Now, much to my surprise, you could pick a random year and if I can think of a work of art or artist from that decade, I can extrapolate and tell you what was going on in the culture at that time, the socio-political structures being questioned, and innovations that were being made.

This all sounds very strange...why Art History and not History in general? (as you may be wondering)

Well I'll tell you!

(*insert crickets chirping*)

I really don't know.

As much as I would love to be able to impress people with random tidbits of information concerning the general history or our planet at dinner parties, I will have to settle for being the nerdy gal at the table whose only conversational contributions revolve around art (and sometimes in desperately obscure ways, I confess).

I have taken the time to theorize on this phenomenon, and here are my conclusions:

  • Perhaps I gravitate to Art History because of the visual aspect. Being able to look at a picture, an image, and break it down to it's formal qualities and then relating those qualities to a time period, seems like an easier way to memorize dates and places.
  • Perhaps it has to do with the creative aspect. I love drawing and painting and have great appreciation for literature.

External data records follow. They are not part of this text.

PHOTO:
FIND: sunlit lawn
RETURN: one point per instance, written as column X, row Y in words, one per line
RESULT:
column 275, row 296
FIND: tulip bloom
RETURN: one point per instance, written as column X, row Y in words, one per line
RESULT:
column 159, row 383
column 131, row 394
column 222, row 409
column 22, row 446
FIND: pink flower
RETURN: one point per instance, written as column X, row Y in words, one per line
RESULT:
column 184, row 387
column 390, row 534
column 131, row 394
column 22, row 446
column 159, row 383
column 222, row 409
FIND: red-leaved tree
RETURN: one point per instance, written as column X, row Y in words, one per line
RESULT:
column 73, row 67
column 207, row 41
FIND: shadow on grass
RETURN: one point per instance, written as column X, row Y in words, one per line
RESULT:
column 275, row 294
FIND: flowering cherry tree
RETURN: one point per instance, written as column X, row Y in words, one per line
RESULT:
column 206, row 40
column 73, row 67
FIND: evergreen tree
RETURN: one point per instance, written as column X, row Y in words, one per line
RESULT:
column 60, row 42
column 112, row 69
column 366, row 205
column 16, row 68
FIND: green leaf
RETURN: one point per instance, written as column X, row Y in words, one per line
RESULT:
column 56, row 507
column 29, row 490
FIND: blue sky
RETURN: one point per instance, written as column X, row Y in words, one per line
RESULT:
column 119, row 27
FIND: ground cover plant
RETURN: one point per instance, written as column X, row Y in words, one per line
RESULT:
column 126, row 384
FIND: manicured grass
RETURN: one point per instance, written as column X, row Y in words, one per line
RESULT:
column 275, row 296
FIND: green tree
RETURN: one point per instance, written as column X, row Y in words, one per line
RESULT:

Studying the history of the evolution of human beings' creativity possibly sparks a part of my brain, inspires it to retain information, in a way that the history of The American Civil War simply does not.
  • My final theory is that art provides a more vivid look into the minds of the people belonging to a certain time period. Their art provides us with insight as to what they were concerned about, the issues they were fighting over or defending, their hopes and fears and even examples of their every day lives. The art they've left us is a visual representation of their psyche, their imagination, their emotional state.

What other subject of study can give you that?

I'm interested to know if you are interested in Art History for the same reasons, or if you have reasons of your own. Why do we care about Art History, of all things? Totally open forum here. Let's discuss!